À LA UNE ~ Accord commercial avec la Chine - L'opposition réclame plus de transparence

Hélène Buzzetti, Le Devoir, Économie, Page B3

Les trois partis d'opposition à la Chambre des communes ont réclamé mardi du gouvernement conservateur qu'il fasse preuve de plus de transparence avant d'entériner l'Accord sur la promotion et la protection des investissements étrangers (APIE) avec la Chine. Les partis craignent que cette entente ne refroidisse les ardeurs des gouvernements canadiens futurs quand viendra le
temps d'adopter des lois plus sévères en matière d'environnement, par exemple.

L'APIE a été officiellement signé entre le Canada et la Chine le 9 septembre dernier, puis déposé à la Chambre des communes. Après une période de 21 jours, il sera officiellement entériné ce vendredi sans qu'aucun débat ni vote aient eu lieu
au Parlement. Le gouvernement en a encore refusé un mardi. C'est ce que
dénoncent le Nouveau Parti démocratique, le Parti libéral et le Parti vert.

" Ce gouvernement refuse le processus démocratique normal ", a
lancé le néodémocrate Peter Julian.

Le libéral Geoff Reagan insiste sur le fait que son parti favorise les échanges
commerciaux avec la Chine, mais que les accords les facilitant doivent être transparents. " Le roi Stephen utilise sa prérogative royale pour imposer cet accord au pays ! " Quant à Elizabeth May, elle souligne que " le temps presse ". " Il ne reste que trois jours. " Selon elle, " c'est le traité le plus dangereux que le Canada ait jamais signé ".

Les trois députés accompagnaient mardi le groupe Leadnow, qui a présenté une pétition s'opposant à cet accord ainsi qu'à l'achat par la chinoise CNOOC de la pétrolière canadienne Nexen signée par 60 000 personnes.

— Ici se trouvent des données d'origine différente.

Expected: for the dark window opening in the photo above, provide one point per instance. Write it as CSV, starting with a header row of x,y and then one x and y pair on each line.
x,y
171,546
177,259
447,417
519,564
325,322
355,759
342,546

L'APIE avec la Chine est un accord prévoyant un traitement équitable, de la part des deux États, envers les investisseurs locaux et ceux provenant de l'autre pays signataire. C'est ce qui fait dire au ministre du Commerce international, Ed Fast, que cet accord " accroîtra la confiance des investisseurs canadiens lorsqu'ils investissent en Chine ". L'APIE-Chine donne la possibilité aux entreprises privées faisant l'objet d'une expropriation de poursuivre le gouvernement hôte pour obtenir dédommagement, comme c'est déjà le cas dans le chapitre 11 de l'ALENA. C'est là que le bât blesse aux yeux de la chef du Parti vert.

" La Chine n'a pas de secteur privé. Toute plainte par une entreprise dirigée par l'État chinois contre le gouvernement canadien [...] sera dans les faits une
plainte de la Chine contre le gouvernement du Canada. [...] Cela fait une différence dans la mesure où cela soulève des préoccupations géopolitiques. " Selon Mme May, Pékin pourrait, pour obtenir réparation, s'adonner au chantage politique en laissant entendre que tous ses investissements au Canada sont compromis ou que tous les investissements canadiens sur son territoire pourraient devoir quitter le pays.

Leadnow a diffusé un avis du professeur Gus Van Harten, spécialisé dans
les questions de commerce international. Il rappelle qu'en vertu du chapitre 11
et des APIE que le Canada a signés avec d'autres pays, les entreprises canadiennes n'ont jamais reçu de compensation pour une expropriation. A l'opposé, le Canada
a fait l'objet de 10 poursuites d'entreprises pour expropriation et a dû verser
des sommes importantes dans cinq de ces cas. L'Australie a déjà décidé de ne
plus signer de telles ententes.

L'APIE avec la Chine prévoit une durée de 15 ans. Si un des pays veut s'en retirer, une période supplémentaire de protection de 15 ans sera accordée aux investissements déjà effectués. Qu'importe, le chef du NPD,
Thomas Mulcair, promet qu'il révoquera cette entente s'il prend un jour le pouvoir, mais sans expliquer comment. " Nous indiquons que nous ne serons pas liés pour les 30 prochaines années par un accord qui n'a pas été étudié et qui obligerait nos tribunaux à donner préséance aux intérêts des investisseurs étrangers sur les intérêts des Canadiens, de notre environnement et de nos droits ", a-t-il déclaré.